I'm rather restless and nervous, mostly because of stupid things. Does it happen to you, too? I mean - I do this pretty often: I take some problem, often rather insignificant one, and then think about it excessively until it grows into gigantic size and its false importance starts overshadowing the sun. It often involves hypothetical fights and arguing with certain people - usually starts with thinking about something they said and what would you reply, if you wanted to argue with them. Gradually, the imaginary conflict flares up and you get really pissed off - for no reason at all, as you have not really argued and mainly assumed what such a row might look like.
   Man, one would say I have no time for such stupid pass times, but there you are.
Well, otherwise - things are going rather fine - I am working, studying, enjoying married life (btiching about dirty dishes in the sink included) and reading/watching Bleach, which turned out surprisingly good.
Also, I am going to buy my air ticket this week - I booked a fine ticket Prague-Vienna-Tokyo with Austrian Airlines and I hope the University will give me the money in time. I would not like to lose this one. I will also need to buy myself a decent suitcase, as I cannot go on borrowing it from parents/siblings/friends.

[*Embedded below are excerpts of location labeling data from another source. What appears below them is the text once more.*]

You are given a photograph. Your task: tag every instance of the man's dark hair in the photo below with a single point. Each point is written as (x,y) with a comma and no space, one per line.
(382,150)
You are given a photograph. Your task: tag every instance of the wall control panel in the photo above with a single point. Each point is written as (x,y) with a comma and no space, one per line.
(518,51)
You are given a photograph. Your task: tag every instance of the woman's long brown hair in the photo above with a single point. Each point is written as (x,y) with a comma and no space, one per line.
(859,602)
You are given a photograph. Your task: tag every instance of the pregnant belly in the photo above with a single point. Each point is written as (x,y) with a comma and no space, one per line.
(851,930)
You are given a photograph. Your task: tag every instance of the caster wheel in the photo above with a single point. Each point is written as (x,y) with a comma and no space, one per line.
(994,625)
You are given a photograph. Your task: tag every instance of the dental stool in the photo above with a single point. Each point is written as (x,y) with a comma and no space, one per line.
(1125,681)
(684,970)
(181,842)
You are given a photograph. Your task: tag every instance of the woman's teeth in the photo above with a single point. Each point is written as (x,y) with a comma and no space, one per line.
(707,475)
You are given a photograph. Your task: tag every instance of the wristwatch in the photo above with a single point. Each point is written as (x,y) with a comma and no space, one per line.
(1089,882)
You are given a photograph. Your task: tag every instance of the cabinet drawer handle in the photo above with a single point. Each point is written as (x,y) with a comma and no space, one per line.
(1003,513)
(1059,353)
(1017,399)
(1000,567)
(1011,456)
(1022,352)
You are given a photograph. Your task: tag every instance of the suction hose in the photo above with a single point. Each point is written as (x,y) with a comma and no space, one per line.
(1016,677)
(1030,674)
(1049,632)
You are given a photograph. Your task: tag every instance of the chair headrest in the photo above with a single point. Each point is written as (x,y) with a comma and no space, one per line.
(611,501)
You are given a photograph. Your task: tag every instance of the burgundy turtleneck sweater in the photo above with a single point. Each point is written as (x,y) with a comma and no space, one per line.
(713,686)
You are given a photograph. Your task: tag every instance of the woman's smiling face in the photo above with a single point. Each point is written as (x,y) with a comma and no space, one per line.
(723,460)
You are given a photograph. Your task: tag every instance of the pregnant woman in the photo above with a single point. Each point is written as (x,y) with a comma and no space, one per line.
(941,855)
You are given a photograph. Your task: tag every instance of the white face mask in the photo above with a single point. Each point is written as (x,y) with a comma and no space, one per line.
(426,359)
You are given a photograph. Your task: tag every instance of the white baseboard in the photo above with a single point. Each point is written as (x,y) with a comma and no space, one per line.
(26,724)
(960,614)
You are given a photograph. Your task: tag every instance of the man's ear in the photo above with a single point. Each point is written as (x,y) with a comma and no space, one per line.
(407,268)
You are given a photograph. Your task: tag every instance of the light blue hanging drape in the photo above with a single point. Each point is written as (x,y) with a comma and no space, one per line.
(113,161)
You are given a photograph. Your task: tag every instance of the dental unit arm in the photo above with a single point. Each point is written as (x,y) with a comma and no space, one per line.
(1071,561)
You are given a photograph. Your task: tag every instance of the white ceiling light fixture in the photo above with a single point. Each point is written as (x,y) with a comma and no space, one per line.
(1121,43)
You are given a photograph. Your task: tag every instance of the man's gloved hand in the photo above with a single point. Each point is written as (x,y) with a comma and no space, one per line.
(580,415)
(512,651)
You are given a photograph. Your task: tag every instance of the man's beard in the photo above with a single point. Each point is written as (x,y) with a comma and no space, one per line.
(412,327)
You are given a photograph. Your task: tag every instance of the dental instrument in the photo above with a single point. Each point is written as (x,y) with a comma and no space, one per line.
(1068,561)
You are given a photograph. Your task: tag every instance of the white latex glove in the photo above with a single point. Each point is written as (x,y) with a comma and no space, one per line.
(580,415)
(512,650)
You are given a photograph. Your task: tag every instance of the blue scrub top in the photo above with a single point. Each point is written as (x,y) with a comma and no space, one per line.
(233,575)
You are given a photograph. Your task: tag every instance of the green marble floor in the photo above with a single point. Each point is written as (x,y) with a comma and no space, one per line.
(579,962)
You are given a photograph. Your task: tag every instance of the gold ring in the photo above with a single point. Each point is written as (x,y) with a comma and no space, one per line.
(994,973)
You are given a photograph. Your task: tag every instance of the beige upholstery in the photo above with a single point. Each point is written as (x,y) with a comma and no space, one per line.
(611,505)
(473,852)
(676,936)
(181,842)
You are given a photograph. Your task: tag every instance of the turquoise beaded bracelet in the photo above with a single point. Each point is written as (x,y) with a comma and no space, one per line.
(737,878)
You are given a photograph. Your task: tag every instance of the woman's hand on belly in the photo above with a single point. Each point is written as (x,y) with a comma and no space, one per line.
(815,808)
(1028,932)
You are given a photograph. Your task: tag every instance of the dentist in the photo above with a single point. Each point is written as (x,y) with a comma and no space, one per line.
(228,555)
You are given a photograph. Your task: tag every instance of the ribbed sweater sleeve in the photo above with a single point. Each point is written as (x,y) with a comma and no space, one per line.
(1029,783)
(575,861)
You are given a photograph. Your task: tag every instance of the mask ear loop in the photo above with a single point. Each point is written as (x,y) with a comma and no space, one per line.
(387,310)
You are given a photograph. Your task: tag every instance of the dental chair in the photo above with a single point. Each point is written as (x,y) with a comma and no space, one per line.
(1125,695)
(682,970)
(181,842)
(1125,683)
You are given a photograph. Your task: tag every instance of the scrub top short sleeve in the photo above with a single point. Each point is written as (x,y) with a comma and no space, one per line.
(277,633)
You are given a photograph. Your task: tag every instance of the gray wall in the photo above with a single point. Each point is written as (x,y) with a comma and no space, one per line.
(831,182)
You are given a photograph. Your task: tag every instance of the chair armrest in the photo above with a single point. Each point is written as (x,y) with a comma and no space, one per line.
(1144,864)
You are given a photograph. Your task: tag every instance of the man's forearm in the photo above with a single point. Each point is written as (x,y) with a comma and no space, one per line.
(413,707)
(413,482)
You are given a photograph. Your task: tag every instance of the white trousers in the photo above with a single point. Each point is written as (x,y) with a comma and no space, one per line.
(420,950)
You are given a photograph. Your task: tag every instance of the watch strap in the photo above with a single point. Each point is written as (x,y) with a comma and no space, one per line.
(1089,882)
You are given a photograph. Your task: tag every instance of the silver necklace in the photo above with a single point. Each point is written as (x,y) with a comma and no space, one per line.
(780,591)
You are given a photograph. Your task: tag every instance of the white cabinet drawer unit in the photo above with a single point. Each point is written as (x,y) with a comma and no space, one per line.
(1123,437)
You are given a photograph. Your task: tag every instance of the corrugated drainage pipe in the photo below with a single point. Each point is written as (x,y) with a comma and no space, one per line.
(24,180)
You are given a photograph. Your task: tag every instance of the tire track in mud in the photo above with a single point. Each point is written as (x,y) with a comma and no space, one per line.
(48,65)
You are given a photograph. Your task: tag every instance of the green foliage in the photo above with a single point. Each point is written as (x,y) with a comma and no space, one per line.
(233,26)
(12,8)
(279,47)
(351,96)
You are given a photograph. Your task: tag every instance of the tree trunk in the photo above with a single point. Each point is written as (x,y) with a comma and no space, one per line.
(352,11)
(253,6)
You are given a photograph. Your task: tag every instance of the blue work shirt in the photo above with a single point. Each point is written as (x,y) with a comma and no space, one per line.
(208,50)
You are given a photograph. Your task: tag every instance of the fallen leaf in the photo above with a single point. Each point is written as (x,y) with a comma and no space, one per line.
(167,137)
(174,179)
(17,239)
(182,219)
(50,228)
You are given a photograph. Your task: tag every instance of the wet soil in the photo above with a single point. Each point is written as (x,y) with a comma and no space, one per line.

   Oh, and almost forgot - Dana and I went to a magnificent party on Saturday. It was actually a small birthday party given by my friend (and senpai), who is also a very good translator. It was a small affair, but brilliant, as both him and his girlfriend are great hosts and the other guests were all perfect. It's nice to know some people still can be sarcastic while managing to stay actually witty and not having to sink to being vulgar. It's rare, these days. But then, maybe it was because they were all pretty cool with their life, while people who feel they have to act all rough tend to be rather insecure in fact. (Or - in certain cases - just sad losers? Whatever. ;)

Okay, will return to work now. Dana will come to pick me up and we will go hunting for her new trousers. It's always quite a fight, as she's tall and lean, so nearly all of the decent jeans are either too short or too wide around the waist. I hope I'll be fit enough to make dinner after we return - I hoped to do chirashizushi today... no, wait, I have been hoping to do it for about a week now. Really, it's a relatively simple food, but in the end I always gave up and made something different. Maybe it's because I could not face the thought of dealing with the rice cooker? Again, it's the easiest thing to do, but somehow I tremble every time I think of how I'll put the rice inside and it will cook for 45 minutes, which means we won't be eating anytime soon and the later I eat, the worse for me.